The puppy thing is hard.
Now trust me; I didn't think it'd be easy. And I remember a few people saying: "Take how hard you think it's gonna be and then multiply that by...a few." Which is pretty accurate. I think the thing of it is -- I'm trying hard to do this the right way, the kind way, the set-things-up-good-now-so-the-future-is-smooth way. And it's exhausting.
I can't let the dude out of my sight (I just spent a good 10 seconds trying to remember how to spell that), which is really kind of a crazy feat. And the sheer amount of times I have to take him out to prevent accidents is mind boggling. And! Even when I'm taking him out every two hours or so, he still has accidents. Whew.
He's a good, good dog though. Not a barker or a biter or a maniac. He's stubborn and he's a chewer and he sure likes to pee a lot. But he's cuddly and tough and just a pal.
Thank god for all that, because if he were chock full of crazy behaviors, I'm not sure I'd be able to roll with it. Bless the people who can, but I need a laidback softie guy. Because even he is a challenge.
But really, it'd all be in the realm of doable without the whole having-a-toddler thing. And it's still in the realm of doable, obviously, or I'd be dead/in jail/running away and not typing this with a snoozing pup on my thigh. But Harper has really been thrown for a loop by the whole thing. She's past the scared phase and the GO AWAY phase (though, of course, she still wants him to go away sometimes) and now wakes up asking for him ("George! Where are you?!") and gives him big hugs and likes when he chases her around the house. (Though doesn't like it when he gets too tired to keep going.)
She's still angry about me not being available to her 24/7. Angry that sometimes we're playing happily, all together upstairs in her room, when I notice George is scratching and sniffing and AH! Grab the pup, run downstairs, grab the leash and a treat and AH outside! Leaving little Jones in the dust, reading Corduroy and wondering where the hell mum went.
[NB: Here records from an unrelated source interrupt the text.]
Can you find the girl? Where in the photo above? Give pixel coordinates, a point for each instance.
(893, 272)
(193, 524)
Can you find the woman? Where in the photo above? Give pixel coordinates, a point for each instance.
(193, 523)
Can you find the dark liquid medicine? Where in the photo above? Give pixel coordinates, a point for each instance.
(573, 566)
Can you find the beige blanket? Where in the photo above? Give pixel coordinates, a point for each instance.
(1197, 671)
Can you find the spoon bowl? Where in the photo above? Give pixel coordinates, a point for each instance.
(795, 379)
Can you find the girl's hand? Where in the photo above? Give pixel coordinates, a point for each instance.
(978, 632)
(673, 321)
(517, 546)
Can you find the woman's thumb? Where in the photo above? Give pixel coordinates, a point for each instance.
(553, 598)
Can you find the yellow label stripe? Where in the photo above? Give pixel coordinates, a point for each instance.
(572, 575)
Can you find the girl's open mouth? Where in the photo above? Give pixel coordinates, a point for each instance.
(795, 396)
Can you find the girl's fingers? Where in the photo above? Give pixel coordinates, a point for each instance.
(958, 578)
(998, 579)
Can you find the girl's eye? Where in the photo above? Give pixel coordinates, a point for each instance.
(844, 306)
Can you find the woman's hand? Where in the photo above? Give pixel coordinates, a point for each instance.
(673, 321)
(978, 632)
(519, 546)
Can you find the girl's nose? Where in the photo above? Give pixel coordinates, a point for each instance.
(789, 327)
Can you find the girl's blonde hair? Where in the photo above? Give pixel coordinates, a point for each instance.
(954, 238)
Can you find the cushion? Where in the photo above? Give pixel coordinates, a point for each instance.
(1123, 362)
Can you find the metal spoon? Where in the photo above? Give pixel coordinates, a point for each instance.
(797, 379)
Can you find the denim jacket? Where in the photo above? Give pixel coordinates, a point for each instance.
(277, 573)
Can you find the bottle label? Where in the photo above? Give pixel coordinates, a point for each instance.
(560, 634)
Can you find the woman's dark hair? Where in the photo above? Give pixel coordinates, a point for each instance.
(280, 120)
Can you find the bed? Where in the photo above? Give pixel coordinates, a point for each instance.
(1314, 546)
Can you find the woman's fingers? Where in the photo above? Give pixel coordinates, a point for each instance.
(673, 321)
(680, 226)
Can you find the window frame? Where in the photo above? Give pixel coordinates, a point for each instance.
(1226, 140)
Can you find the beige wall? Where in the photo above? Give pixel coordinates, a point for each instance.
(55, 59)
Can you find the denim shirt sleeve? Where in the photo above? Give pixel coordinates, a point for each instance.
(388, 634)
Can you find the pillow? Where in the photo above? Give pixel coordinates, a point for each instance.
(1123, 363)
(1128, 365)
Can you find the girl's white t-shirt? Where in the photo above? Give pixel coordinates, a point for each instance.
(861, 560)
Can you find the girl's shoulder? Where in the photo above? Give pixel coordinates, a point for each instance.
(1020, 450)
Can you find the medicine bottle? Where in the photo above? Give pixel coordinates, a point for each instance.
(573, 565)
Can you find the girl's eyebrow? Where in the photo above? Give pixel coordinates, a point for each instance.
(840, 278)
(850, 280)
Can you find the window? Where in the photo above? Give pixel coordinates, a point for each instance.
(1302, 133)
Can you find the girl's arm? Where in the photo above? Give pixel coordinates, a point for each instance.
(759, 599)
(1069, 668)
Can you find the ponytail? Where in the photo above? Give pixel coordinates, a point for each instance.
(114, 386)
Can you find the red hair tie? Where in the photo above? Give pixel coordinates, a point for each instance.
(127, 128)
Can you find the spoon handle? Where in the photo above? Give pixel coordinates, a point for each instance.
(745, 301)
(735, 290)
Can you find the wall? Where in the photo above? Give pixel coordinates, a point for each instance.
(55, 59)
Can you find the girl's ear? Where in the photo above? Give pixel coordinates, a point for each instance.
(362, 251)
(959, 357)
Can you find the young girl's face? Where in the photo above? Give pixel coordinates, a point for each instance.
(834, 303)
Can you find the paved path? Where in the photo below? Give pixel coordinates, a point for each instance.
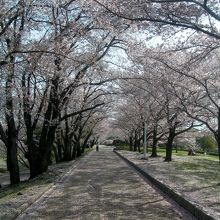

I've had to rely a bit too much on treats -- cupcakes eaten in my bed while I run him outside (sorry, cc...) and games on the iPad to keep her occupied while I'm hustling him outside or cleaning up an accident or making him eat (is this a bulldog thing? not really caring about his food?) ... We've finally gotten him used to his crate, so I can plunk him in there at different intervals while we're home or we need to take a trip to Stew's/library/pool. HJ has had at least one away-from-George trip a day to do something fun and has gotten lots of books and cuddles and even stayed up late with us eating popcorn and watching Liz Lemon the other day. No violins for this girl.
But I know it's a big change for her, to go from ZE ONLY ONE to ZE ONLY BABY plus a dog. And I also know it's good for her, good to figure out that sometimes there are curveballs and shakeups, but life goes on. That yes, mom is kind of insane right now and really tired and wearing the same sweater for 5 days and feeding you toast for dinner -- but this too shall pass. That a little crazy guy (who really isn't all that crazy even as a puppy, whew) who drives you nuts can also turn into a real buddy that loves you deeplymadly.